Er moet, gezien de mededelingen daarover van pachtster en verpachtster tijdens de mondelinge behandeling in hoger beroep, van worden uitgegaan:
- dat het gaat om pacht van gebouwen (en niet van een hoeve) en
- dat partijen hebben bedoeld overeen te komen dat de pachtovereenkomst geldt voor de wettelijke duur van zes jaar en van rechtswege wordt verlengd met zes jaar (op grond van artikel 7:325 leden 1 en 5 en artikel 7:313 lid 2 van het Burgerlijk Wetboek).
De grondkamer is daar kennelijk ook van uitgegaan.
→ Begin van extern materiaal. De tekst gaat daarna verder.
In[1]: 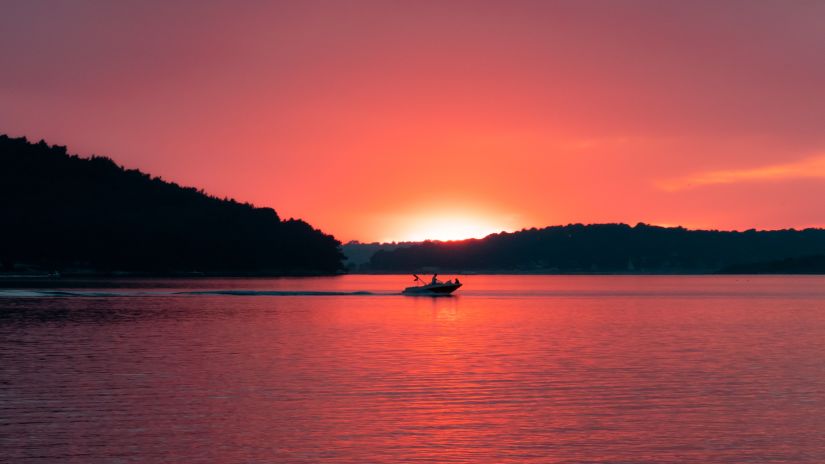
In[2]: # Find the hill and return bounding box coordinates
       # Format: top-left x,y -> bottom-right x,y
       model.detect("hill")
361,224 -> 825,273
0,135 -> 343,274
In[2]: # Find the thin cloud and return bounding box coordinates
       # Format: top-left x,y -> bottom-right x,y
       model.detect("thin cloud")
657,155 -> 825,192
Pachtster mag niet in hoger beroep komen
3.2
De eerste vraag die de Centrale Grondkamer moet beantwoorden is of pachtster in hoger beroep mag komen van de beschikking van de grondkamer. In juridische woorden gezegd is de vraag of pachtster ontvankelijk is in haar beroep.
3.3
De pachter mag geen beroep instellen als de grondkamer na een verzoek om goedkeuring van een pachtovereenkomst de overeengekomen pachtprijs heeft verlaagd (artikel 36 lid 3 van de Uitvoeringswet grondkamers).
3.4
De grondkamer heeft in dit geval na een verzoek om goedkeuring van de pachtovereenkomst de pachtprijs verlaagd. Pachtster mag dan ook geen beroep instellen. Pachtster heeft gesteld dat zij fiscaalrechtelijk belang erbij heeft dat de pachtprijs wordt verhoogd tot de overeengekomen pachtprijs, omdat zij als gevolg van de verlaging van de pachtprijs door de grondkamer hogere kosten heeft. Dit gestelde belang van pachtster rechtvaardigt echter niet dat voor pachtster een uitzondering wordt gemaakt op de hiervoor onder 3.3 genoemde wettelijke regel.
3.5
De Centrale Grondkamer zal pachtster daarom (hierna onder 4.) niet-ontvankelijk verklaren in haar beroep.
Pachtprijs
3.6
Verpachtster is wel ontvankelijk en zij keert zich tegen de vaststelling van de lagere pachtprijs dan partijen zijn overeengekomen. Zij wil dat de pachtovereenkomst wordt goedgekeurd met de afgesproken pachtprijs. De Centrale Grondkamer zal de pachtovereenkomst met die prijs goedkeuren.
3.7
Op grond van artikel 19 lid 2 van het Pachtprijzenbesluit 2007 wordt de hoogst toelaatbare pachtprijs voor de glasopstanden vastgesteld naar de jaarlijkse afschrijving en rente op grondslag van de vervangingswaarde rekening houdende met de gebruikswaarde. Bij de berekening van de hoogst toelaatbare pachtprijs is de grondkamer voor de afschrijvingsperiode van de kapitaalgoederen die tot het gepachte behoren, uitgegaan van een periode van 15 jaar gemiddeld.
3.8
Verpachtster is het ermee eens dat wordt uitgegaan van een afschrijvingsperiode van 15 jaar voor de kas (de glasopstanden) zelf. Voor de andere onderdelen van het gepachte (zoals de apparatuur en verlichting) moeten volgens verpachtster echter andere afschrijvingsperioden worden gebruikt, waarbij zij verwijst naar de afschrijvingsperioden zoals die zijn vermeld in de Kwantitatieve Informatie voor de glastuinbouw (KWIN Glastuinbouw) en de fiscale afschrijvingsnormen.
3.9
De Centrale Grondkamer is van oordeel dat bij de vaststelling van de hoogst toelaatbare pachtprijs op grond van 19 lid 2 van het Pachtprijzenbesluit 2007 niet kan worden uitgegaan van één gemiddelde afschrijvingsduur voor alle onderdelen van de gepachte glasopstanden. Bij die vaststelling moet voor de verschillende onderdelen van de gepachte glasopstanden worden uitgegaan van de bij het desbetreffende onderdeel behorende afschrijvingsduur.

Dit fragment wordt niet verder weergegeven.